9. Auto sales are fantastic—Auto sales have been doing better over the last couple of years…and are in a solid position. That position is due to auto manufacturers being lean and ready for growth. In addition, consumers who have been holding on to older cars for years are beginning to make new purchases. That’s good for jobs and the larger economy.
10. Housing prices on the rise—The average house price has returned to normal, when compared to long-term numbers. That means housing prices have bottomed out and are even starting to rise in many areas. There are still dips in different seasons or different markets, but the overall trend is improving—and should continue to improve in 2013.

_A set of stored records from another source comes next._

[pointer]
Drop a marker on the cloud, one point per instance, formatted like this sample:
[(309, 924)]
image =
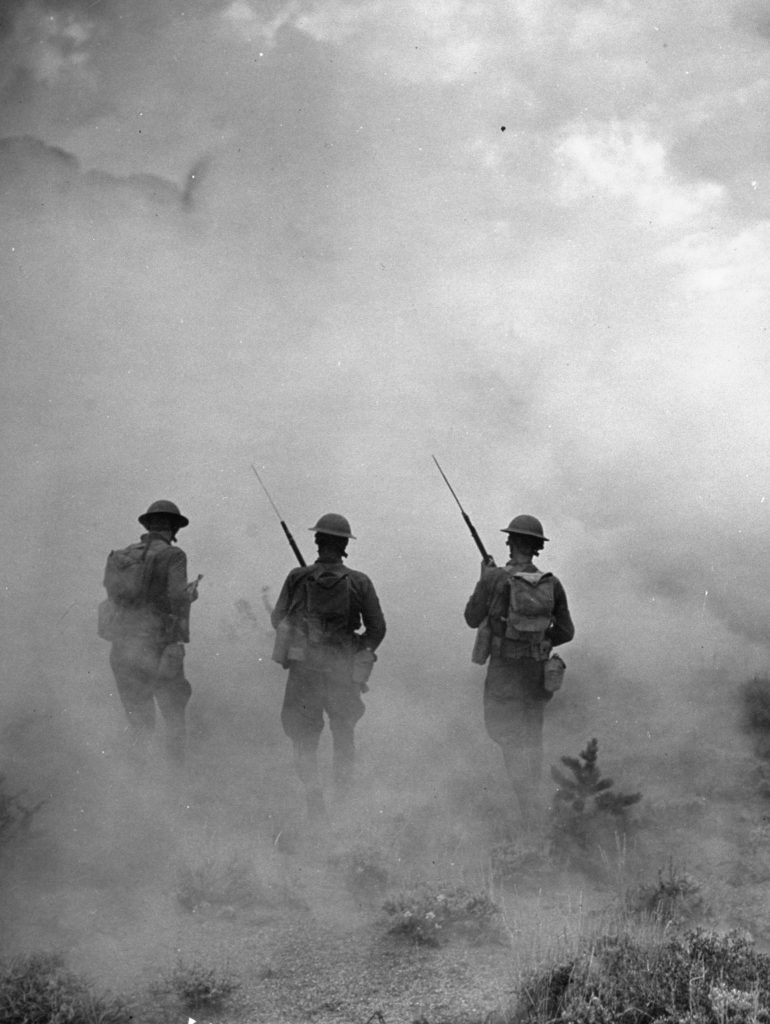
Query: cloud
[(625, 162), (48, 43)]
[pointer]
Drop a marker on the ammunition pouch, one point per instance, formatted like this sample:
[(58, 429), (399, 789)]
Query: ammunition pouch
[(514, 650)]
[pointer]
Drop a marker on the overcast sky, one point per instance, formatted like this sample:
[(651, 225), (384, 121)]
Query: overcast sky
[(336, 238)]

11. Home inventories falling—The number of new homes sitting on the market has come down dramatically. In addition, fewer homes have been coming on the market. The number of existing homes on the market has also dropped dramatically. The bottom line is that the flood of homes on the market has been cleaned up over the last couple of years, and the market is in a much more stable position.
12. Housing starts and sales are up—The good news in home inventories clears the way for new homes to be built again. That’s
good news for the labor market and for people ready to move into a new home. And we can see those elements playing out in the improvements in the number of home sales. This trend should continue in the coming months; however, different markets will experience different levels of improvements. That said, there are still a number of people who are working on improving their credit scores or saving up for a down payment. Those people may continue renting in 2013, but may be positioned to enter homeownership in 2014.
13. Lending loosening up—Lending peaked in 2008 and then dropped dramatically as lending restrictions tightened. In recent months, however, lending has begun to loosen…and should loosen slightly more in the coming year as balance sheets are cleaned up, more people have down payments saved, and more people enter the labor force. It’ll be a slow process, but it’s heading in the right direction.
The bottom line is that the U.S. has been slowing but steadily climbing out of the recession. This looks to be the year when the recovery final takes hold in such a way that more Americans will begin to feel it.
That’s good news for the economy, for consumers, and for the housing market in 2013.